Factors Affecting Economic Growth

  • Factors Affecting Economic Growth

    Economic growth is the increase in production of both economic services and goods in comparison form one period of time to the other. This may be measured either in real or nominal terms. Conventionally speaking, aggregated economic growth is being measured by way of its GNP or the Gross National Product or via GDP or Gross Domestic Product. Even though, there are instances in which alternative metrics are being put into used.

    A Dive into Economic Growth

    Simply speaking, economic growth is referring to the growth of production that an economy makes. Oftentimes but not necessarily, these aggregated gains in production is in correlation with the increased of average marginal productivity. This results to the increase of consumers in spending more and buying more. This even leads to people taking loans to open a business and create more jobs for the people. Having said that, generating higher quality materials or standard of living.

    On the subject of economics, growth is frequently modeled as the function of the following:

    • Labor Force
    • Human Capital
    • Physical Capital and;
    • Technology

    In other words, this is improving the quality or quantity of working age population and tools they’ve got to work with. Not to mention, the formula available in combining capital, labor as well as raw materials to deliver enhanced economic outcome.

    What Does Growth mean?

    There are actually a number of ways that can be done in generating economic growth. First of all is increasing the volume of capital goods that the economy has. Adding capital to economy has the tendency to boost labor productivity.

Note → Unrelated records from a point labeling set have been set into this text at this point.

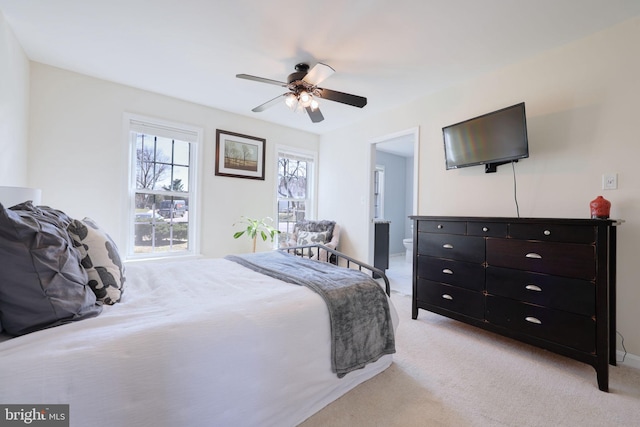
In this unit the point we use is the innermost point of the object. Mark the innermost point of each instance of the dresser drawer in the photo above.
(561, 293)
(553, 233)
(451, 246)
(487, 229)
(450, 227)
(562, 259)
(458, 273)
(452, 298)
(568, 329)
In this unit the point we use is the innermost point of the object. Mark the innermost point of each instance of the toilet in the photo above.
(408, 244)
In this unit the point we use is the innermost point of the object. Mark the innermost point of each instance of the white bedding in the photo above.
(193, 343)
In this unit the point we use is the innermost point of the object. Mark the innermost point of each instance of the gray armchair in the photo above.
(309, 232)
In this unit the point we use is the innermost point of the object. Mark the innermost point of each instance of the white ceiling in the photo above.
(388, 51)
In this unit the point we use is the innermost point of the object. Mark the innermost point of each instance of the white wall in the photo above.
(78, 154)
(582, 111)
(14, 120)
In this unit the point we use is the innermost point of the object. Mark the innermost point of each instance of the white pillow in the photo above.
(100, 258)
(311, 238)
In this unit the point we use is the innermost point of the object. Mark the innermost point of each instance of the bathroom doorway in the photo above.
(397, 155)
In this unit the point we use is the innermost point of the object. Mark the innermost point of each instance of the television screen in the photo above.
(491, 139)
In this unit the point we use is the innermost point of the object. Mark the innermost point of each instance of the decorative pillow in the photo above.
(42, 283)
(100, 258)
(311, 238)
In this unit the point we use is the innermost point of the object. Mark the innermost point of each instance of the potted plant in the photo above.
(255, 227)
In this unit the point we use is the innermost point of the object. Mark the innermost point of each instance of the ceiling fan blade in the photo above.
(345, 98)
(318, 73)
(269, 103)
(315, 115)
(261, 80)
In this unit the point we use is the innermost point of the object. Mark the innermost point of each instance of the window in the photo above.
(162, 188)
(295, 189)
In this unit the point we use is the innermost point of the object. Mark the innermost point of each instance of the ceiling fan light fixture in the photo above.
(291, 101)
(305, 98)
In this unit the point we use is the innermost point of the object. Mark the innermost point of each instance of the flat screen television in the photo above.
(492, 139)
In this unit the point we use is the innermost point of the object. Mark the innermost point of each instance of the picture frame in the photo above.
(239, 156)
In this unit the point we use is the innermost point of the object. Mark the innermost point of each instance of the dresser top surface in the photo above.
(567, 221)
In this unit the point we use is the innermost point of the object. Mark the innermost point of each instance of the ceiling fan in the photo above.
(303, 91)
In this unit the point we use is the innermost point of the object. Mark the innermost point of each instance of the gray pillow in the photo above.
(42, 283)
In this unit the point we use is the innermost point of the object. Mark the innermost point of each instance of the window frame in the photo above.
(312, 180)
(176, 131)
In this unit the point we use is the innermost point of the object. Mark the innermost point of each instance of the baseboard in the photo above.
(629, 359)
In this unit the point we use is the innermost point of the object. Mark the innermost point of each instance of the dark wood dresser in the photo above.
(546, 282)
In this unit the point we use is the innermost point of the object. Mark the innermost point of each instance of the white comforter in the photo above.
(193, 343)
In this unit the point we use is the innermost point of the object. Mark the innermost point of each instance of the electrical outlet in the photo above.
(610, 181)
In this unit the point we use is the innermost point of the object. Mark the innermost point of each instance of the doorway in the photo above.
(397, 155)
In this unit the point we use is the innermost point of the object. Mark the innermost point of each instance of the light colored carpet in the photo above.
(446, 373)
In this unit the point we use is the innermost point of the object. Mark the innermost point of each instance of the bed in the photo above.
(206, 342)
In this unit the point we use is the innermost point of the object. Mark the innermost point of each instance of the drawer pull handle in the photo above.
(531, 319)
(533, 255)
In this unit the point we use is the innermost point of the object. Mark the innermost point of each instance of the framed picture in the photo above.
(240, 156)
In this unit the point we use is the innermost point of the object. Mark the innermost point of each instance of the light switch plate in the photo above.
(609, 181)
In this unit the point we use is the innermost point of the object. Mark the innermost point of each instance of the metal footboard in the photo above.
(335, 257)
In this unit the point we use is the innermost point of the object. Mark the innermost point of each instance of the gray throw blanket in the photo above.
(361, 326)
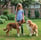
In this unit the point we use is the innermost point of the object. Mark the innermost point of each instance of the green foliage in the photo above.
(2, 21)
(4, 17)
(11, 16)
(28, 13)
(5, 12)
(25, 18)
(36, 14)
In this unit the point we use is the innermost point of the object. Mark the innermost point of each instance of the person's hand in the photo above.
(15, 19)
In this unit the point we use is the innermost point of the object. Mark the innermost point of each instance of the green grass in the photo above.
(13, 33)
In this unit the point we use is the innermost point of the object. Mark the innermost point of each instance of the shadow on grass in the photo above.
(15, 36)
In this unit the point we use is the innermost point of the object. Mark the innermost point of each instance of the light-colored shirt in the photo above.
(20, 15)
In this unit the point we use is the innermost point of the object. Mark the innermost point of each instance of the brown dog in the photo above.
(32, 27)
(15, 26)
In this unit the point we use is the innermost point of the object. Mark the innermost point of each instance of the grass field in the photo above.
(13, 32)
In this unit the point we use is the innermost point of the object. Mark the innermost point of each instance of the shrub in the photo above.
(4, 17)
(5, 12)
(28, 13)
(25, 18)
(2, 21)
(36, 14)
(11, 16)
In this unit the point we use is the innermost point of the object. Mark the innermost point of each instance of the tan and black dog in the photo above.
(15, 26)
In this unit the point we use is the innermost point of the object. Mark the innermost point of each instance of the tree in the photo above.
(24, 2)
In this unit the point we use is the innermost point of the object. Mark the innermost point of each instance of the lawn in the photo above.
(13, 32)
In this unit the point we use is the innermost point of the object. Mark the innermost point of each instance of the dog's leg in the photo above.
(36, 31)
(31, 32)
(7, 32)
(18, 34)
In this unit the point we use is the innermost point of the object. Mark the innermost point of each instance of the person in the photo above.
(19, 15)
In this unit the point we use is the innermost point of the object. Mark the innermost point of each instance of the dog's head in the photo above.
(29, 22)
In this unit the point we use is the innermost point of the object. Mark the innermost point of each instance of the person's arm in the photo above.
(16, 14)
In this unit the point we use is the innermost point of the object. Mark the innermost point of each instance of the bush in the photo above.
(5, 12)
(28, 13)
(4, 17)
(36, 14)
(25, 18)
(2, 21)
(11, 16)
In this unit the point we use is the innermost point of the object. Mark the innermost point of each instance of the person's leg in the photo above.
(22, 29)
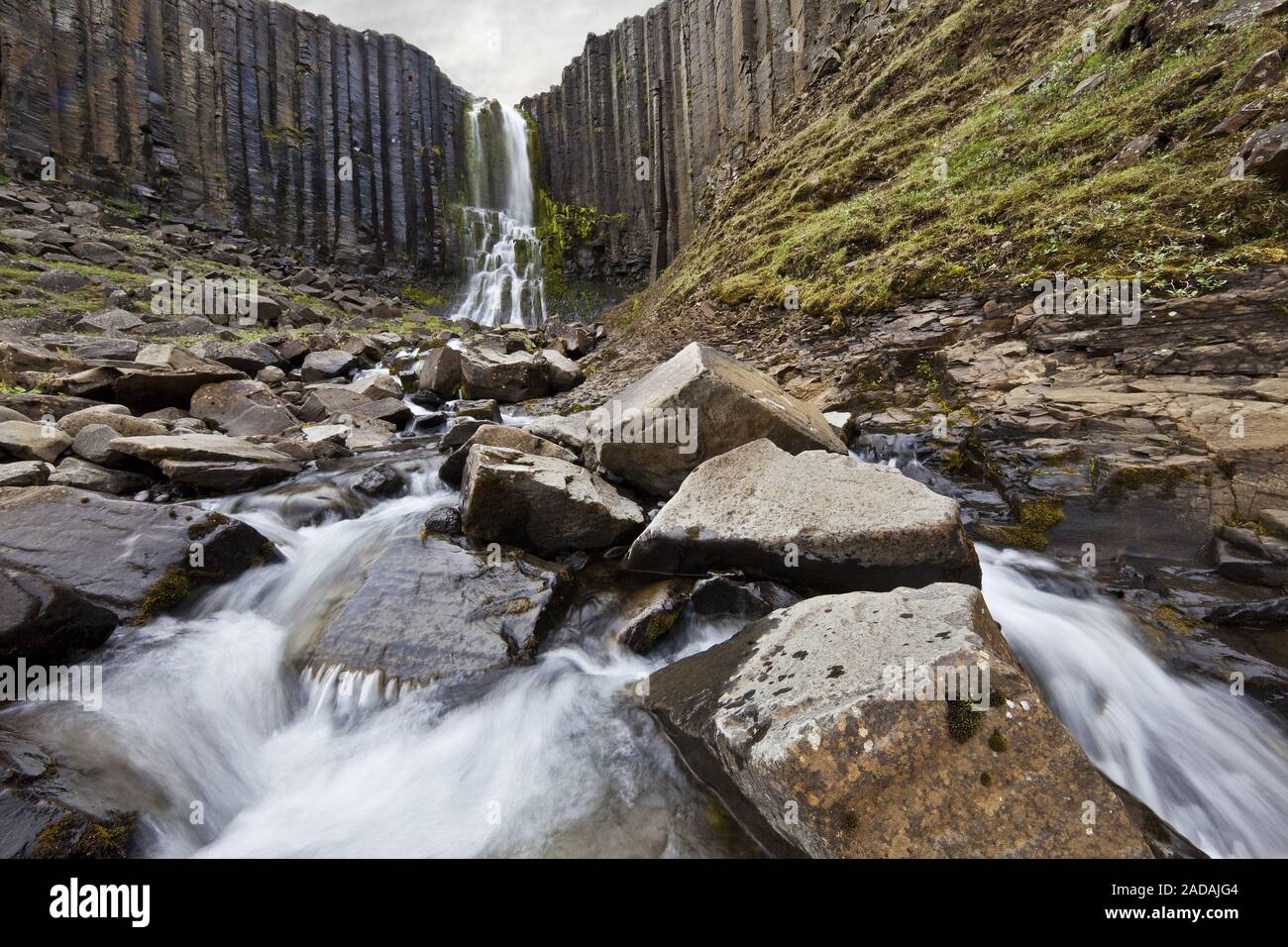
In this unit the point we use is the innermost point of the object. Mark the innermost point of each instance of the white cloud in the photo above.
(498, 48)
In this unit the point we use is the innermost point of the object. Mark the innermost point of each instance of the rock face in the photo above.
(542, 504)
(429, 611)
(249, 128)
(694, 407)
(802, 722)
(506, 376)
(500, 436)
(42, 620)
(133, 558)
(814, 521)
(726, 75)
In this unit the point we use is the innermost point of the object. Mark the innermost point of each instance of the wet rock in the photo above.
(133, 558)
(243, 407)
(425, 611)
(648, 613)
(500, 436)
(38, 817)
(322, 367)
(505, 376)
(441, 372)
(814, 521)
(210, 462)
(721, 596)
(544, 504)
(802, 723)
(47, 621)
(25, 474)
(565, 372)
(445, 521)
(27, 441)
(1266, 154)
(483, 410)
(124, 424)
(380, 479)
(73, 472)
(695, 407)
(571, 432)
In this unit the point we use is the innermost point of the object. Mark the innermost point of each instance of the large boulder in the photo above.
(27, 441)
(432, 609)
(544, 504)
(330, 364)
(243, 407)
(695, 407)
(47, 621)
(441, 372)
(500, 436)
(134, 558)
(210, 462)
(506, 376)
(812, 521)
(864, 725)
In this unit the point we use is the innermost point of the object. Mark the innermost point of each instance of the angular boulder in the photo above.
(814, 521)
(694, 407)
(542, 504)
(506, 376)
(43, 620)
(425, 611)
(500, 436)
(27, 441)
(134, 558)
(811, 724)
(243, 407)
(441, 372)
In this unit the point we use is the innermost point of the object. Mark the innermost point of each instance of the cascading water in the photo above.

    With more, better and newer tools in place, it only indicates that workers will be more productive.

    For an example, a fisherman who uses a net is likely to catch more fish compared to fisherman that uses pointy stick. On the other hand, these don’t mean that we can simply disregard the latter. Someone needs to first engage in some sort of saving or compromise of their current consumption to be able to free up resources and create new capital. The new capital ought to be in the right type, right time and right place for workers in order to be really productive.

    Another method of boosting economic growth is through technological advancement or development. One good example of this is the invention of fuel. Before the discovery of gasoline to generate energy, petroleum’s economic value was incredibly low. With the use of gasoline becoming more common and efficient method for transporting goods, it gradually boosts its price and value over time.